Multiple studies show that children are not only less likely to become seriously ill from COVID-19, they are also only half as likely to get infected in the first place. Overall, the rate of infection requiring hospitalization among US school-age children (5 to 17) since the beginning of the pandemic though July 4 was roughly 1 in 20,000.

What about the risk to teachers and staff? Again, listen to the science. A report led by the former head of the Centers for Disease Control and Prevention under President Obama concluded that children appear less likely than adults to transmit COVID-19 to others — unlike other viruses like influenza — though this evidence is still limited and preliminary. Studies examining schools with known cases of COVID-19 have shown low transmission rates — for instance, in one case, just two students and no teachers infected out of 863 close contacts. Others show zero confirmed infections even among teachers and students who sat in the same classroom with a symptomatic child.

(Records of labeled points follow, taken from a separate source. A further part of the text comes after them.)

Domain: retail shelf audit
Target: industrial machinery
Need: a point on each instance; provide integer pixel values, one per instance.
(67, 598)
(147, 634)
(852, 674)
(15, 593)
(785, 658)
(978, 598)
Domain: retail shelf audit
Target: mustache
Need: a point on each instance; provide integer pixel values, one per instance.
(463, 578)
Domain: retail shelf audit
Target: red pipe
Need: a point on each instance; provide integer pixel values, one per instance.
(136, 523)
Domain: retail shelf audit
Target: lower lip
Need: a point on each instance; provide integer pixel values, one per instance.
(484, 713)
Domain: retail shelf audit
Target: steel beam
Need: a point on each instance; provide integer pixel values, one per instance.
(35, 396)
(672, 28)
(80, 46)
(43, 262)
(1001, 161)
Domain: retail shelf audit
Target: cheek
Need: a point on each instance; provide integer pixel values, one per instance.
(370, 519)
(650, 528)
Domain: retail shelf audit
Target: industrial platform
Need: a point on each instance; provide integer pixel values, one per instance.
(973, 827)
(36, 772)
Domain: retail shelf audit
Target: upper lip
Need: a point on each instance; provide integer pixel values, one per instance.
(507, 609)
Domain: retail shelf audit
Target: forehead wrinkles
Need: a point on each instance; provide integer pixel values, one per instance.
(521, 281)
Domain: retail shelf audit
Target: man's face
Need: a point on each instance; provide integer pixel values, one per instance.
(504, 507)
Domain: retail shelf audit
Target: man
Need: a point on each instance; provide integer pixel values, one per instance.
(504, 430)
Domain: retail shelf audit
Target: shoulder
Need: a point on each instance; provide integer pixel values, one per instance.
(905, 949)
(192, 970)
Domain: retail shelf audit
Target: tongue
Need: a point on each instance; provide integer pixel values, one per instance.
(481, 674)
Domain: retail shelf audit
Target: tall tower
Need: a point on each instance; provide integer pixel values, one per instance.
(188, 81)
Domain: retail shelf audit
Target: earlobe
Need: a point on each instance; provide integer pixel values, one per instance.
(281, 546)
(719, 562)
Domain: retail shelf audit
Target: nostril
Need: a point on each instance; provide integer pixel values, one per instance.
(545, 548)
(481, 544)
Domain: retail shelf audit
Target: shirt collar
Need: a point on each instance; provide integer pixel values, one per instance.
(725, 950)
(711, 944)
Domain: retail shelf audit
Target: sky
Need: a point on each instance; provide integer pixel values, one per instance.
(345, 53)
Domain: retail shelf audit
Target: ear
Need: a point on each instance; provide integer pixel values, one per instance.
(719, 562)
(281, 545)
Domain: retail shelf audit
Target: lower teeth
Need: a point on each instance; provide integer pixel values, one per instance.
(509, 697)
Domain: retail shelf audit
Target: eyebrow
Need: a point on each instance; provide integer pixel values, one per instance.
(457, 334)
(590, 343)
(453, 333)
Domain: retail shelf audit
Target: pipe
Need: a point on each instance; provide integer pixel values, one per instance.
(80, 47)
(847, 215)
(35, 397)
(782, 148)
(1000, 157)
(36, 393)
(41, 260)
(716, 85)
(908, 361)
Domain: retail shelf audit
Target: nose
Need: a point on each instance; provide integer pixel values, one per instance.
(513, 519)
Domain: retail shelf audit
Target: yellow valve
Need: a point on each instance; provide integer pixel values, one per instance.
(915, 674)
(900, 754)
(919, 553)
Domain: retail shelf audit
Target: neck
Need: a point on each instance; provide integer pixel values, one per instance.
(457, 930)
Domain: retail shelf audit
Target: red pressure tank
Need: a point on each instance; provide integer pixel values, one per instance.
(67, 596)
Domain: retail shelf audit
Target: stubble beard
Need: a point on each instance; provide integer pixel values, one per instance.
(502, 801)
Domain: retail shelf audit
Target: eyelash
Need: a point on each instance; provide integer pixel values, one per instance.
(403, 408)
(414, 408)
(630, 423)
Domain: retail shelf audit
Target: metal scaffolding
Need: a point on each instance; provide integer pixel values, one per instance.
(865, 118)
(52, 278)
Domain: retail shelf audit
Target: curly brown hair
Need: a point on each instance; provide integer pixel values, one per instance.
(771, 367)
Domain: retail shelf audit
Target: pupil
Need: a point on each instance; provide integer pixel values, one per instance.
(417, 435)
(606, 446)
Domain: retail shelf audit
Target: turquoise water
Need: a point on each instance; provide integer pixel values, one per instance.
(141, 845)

Other studies shed light on why childhood infection rates and school-based transmission may be so low. Compared to adults, children have lower levels of receptors in their airways that allow the coronavirus into our bodies. Children also may not generate as many breath droplets that can transmit COVID.

Finally, what about impacts on the community as a whole? Studies show that social distancing measures have been critical to flattening the curve of COVID-19 infection, but school closures may be among the least effective of those measures.”

For the good of America, schools need to be in session.